Google’s Timelapse Shows How Earth’s Surface Has Changed in 25 Years
Google has partnered with NASA, Time, and the U.S. Geological Survey (USGS) to show the world how much the planet’s surface has changed in 25 years through its new project Timelapse.
Timelapse shows pre-selected destinations and how they changed over a quarter of a century. From the urban expansion of Las Vegas to the deforestation of the Amazon in Brazil, Timelapse shows the impact of humans on the environment. The project is a zoomable time-lapse map built from millions of high quality satellite images and trillions of pixels. Each frame of the timelapse map is built from a year’s worth of Landsat satellite data, constituted into a single 1.7 terapixel snapshot of Earth at a 30 meter resolution.

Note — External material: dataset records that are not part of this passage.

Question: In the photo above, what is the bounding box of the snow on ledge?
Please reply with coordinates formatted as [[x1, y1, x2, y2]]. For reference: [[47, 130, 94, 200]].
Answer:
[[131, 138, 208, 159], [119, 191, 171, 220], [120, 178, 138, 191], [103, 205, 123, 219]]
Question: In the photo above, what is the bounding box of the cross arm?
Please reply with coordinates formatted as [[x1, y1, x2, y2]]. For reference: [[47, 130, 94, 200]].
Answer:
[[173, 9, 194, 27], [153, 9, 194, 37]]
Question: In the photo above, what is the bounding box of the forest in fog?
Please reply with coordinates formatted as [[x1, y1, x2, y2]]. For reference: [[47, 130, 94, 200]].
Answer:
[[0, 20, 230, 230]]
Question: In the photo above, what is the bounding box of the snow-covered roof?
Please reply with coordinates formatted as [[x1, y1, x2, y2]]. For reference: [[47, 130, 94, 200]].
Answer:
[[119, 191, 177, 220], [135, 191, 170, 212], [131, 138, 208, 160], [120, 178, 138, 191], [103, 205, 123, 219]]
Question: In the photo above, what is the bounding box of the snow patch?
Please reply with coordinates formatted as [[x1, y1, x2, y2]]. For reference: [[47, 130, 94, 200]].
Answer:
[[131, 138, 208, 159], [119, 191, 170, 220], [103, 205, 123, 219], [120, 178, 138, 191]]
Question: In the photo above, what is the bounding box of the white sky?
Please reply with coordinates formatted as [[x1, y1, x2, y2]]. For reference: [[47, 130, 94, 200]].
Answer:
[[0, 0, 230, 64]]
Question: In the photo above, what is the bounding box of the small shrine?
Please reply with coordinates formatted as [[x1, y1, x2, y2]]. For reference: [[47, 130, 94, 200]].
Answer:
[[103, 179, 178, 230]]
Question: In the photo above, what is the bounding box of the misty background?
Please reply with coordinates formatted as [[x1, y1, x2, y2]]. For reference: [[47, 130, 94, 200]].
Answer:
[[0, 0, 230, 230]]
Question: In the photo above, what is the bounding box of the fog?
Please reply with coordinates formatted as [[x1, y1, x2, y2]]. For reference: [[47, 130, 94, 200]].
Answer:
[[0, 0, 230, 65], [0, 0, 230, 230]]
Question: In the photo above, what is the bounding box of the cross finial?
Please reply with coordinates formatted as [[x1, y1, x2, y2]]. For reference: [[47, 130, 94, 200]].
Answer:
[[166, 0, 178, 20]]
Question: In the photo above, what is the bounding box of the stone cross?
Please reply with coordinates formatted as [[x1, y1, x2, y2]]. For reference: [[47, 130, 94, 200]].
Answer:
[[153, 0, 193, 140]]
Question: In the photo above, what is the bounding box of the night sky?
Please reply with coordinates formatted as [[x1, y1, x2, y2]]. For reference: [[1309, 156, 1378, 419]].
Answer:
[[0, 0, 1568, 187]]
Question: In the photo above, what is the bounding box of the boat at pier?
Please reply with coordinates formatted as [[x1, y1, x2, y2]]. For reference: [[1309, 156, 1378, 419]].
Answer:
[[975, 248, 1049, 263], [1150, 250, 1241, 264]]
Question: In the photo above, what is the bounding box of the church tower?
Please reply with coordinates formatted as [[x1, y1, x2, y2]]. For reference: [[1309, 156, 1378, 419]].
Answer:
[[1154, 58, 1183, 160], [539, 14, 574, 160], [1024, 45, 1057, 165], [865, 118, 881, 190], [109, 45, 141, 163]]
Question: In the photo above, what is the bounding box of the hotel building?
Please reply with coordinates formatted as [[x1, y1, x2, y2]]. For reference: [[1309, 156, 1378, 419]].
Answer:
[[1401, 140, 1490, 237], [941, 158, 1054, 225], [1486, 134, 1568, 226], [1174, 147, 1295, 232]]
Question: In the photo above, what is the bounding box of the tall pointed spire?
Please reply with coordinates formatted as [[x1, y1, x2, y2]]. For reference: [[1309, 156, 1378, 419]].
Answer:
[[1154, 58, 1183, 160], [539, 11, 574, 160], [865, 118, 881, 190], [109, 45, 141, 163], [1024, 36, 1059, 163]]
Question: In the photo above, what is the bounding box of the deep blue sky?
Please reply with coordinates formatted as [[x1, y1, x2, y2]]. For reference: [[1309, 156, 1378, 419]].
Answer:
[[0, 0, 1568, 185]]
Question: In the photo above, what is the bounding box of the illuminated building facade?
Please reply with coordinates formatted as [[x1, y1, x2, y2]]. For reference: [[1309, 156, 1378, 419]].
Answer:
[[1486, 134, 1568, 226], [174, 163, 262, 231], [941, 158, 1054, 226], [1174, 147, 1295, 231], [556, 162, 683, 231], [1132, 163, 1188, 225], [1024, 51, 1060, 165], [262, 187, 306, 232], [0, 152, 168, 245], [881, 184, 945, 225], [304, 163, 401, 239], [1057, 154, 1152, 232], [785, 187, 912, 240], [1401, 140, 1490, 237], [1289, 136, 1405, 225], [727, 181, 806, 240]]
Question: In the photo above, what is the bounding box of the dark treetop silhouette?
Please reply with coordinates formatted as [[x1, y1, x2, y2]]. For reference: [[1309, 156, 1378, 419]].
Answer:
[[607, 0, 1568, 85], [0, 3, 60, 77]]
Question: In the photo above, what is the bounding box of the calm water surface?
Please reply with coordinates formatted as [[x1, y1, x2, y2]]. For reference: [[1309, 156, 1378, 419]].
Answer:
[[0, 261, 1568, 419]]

Timelapse is the product of nearly three decades of satellite photography developed into an interactive time-lapse experience. In 2009 Google started working on images from Landsat, an ongoing joint mission between USGS and NASA. Using its very own Earth Engine technology, Google sifted through 2,068,467 images to identify satellite shots with the highest quality for every year and for every spot on the planet. The images date from 1984 to 2012 and translate into a gigantic total of 909 terabytes of data. One Landsat pixel roughly equals the size of a baseball infield. The Google team compiled the satellite shots into annual huge planetary images of 1.78 terapixels each.
The Google team then worked with the CREATE Lab at Carnegie Mellon University (which also received a Google Focused Research Award) to transform the annual planetary images into a smooth, browseable HTML5 animation. These featured pre-selected destinations of Timelapse are taken from the Google Earth Engine site.
Timelapse shows both good and bad stories: the growth of Dubai from a small desert metropolis to a modern megalopolis, now nicknamed the Disneyland of the Middle East; The central-pivot irrigation systems greening Saudi Arabia into an agricultural region; the decapitation of the West Virginia mountains by the coal mining industry; the deforestation of the Amazon rainforest in Brazil; the retreat of the Mendenhall Glacier in Alaska; the drying of Lake Urmia in Iran and the Aral Sea.
Our generation does not have a lot of choices over the state of the planet we inherited today. Much as we want to go back in time to change things and reverse global warming, massive deforestation, or the drying of rivers, we simply cannot undo the past. It’s hard enough to live with the consequences of our predecessors’ mistakes, but the greater tragedy is that we might pass on the same legacy to those who will come after us. Let’s learn our lessons from the past 25 years -good and bad – but let’s keep our eyes on how we will shape the next 25 years. It is our choices and actions today that matter the most.